Once at Red Flag, "90 percent of the time they followed the Indians so when they took a shot or got shot" they would take a quick shot of their own and then leave," he said. "They never came to any merges," which starts the dogfighting portion of any air-to-air combat. He asserts that French pilots followed the same procedure during Desert Storm and Peace Keeping exercises. When U.S. aircrews were flying operations, the French would fly local sorties while "sucking up all the trons" to see how U.S. electronics, like radars, worked, according to the pilot.
He praised the Indians as extremely professional and said they had no training rule violations. However, they "killed a lot of friendlies" because they were tied to a Russian-made data link system that didn't allow them to see the picture of the battlefield available to everyone else. The lack of combat identification of the other aircraft caused confusion.
But the U.S. apparently isn't ignorant of the Su-30MKI's radar either.
The Su-30 electronically scanned radar is not as accurate as the U.S.-built active electronically scanned radar carried by the F-22 and some F-15s. Also, "it paints less, sees less" and is not as discriminating.
He praised the F-22 as the next great dogfighter. But he faulted the fact that it carries too few missiles and contends that the on-board cannon could be a life-saver, particularly against aircraft like the MiG-21 Bison flown by the Indians. It has a small radar cross section, as well as an Israeli-made F-16 radar and jammer. The latter makes them "almost invisible to legacy F-15C and F-16 radars" until the aerial merge or until it fires one of its Archer, active radar missiles, the U.S. pilot says.
Against the much larger RCS Su-30MKI, the F-16s and F-15s won consistently during the first three days of air-to-air combat, he continues. However, that was the result of trying to immediately go into a post-stall, thrust-vectored turn when attacked. The turn then creates massive drag and the aircraft starts sinking and losing altitude. "It starts dropping so fast you don't have to go vertical [first]. The low-speed tail slide allowed the U.S. aircraft to dive from above and "get one chance to come down to shoot," the pilot says. "You go to guns and drill his brains out." The Su-30 is jamming your missiles so...you go to guns and drill his brains out."

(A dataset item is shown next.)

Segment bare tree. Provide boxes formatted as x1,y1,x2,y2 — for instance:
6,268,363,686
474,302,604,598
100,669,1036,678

U.S. pilots conclude that the Su-30MKI is "not [an F-22] Raptor," he further says. "That was good for us to find out." But when the Indian pilots really learn to fight their new aircraft - "they were too anxious to go to the post-stall maneuver," he says-- the USAF pilot predicts that they would regularly defeat the F-16C Block 50 and the F-15C with conventional radar.
A final weakness in the Su-30MKI was its engine's vulnerability to foreign object damage which required them to space takeoffs a minute apart and slowed mission launches.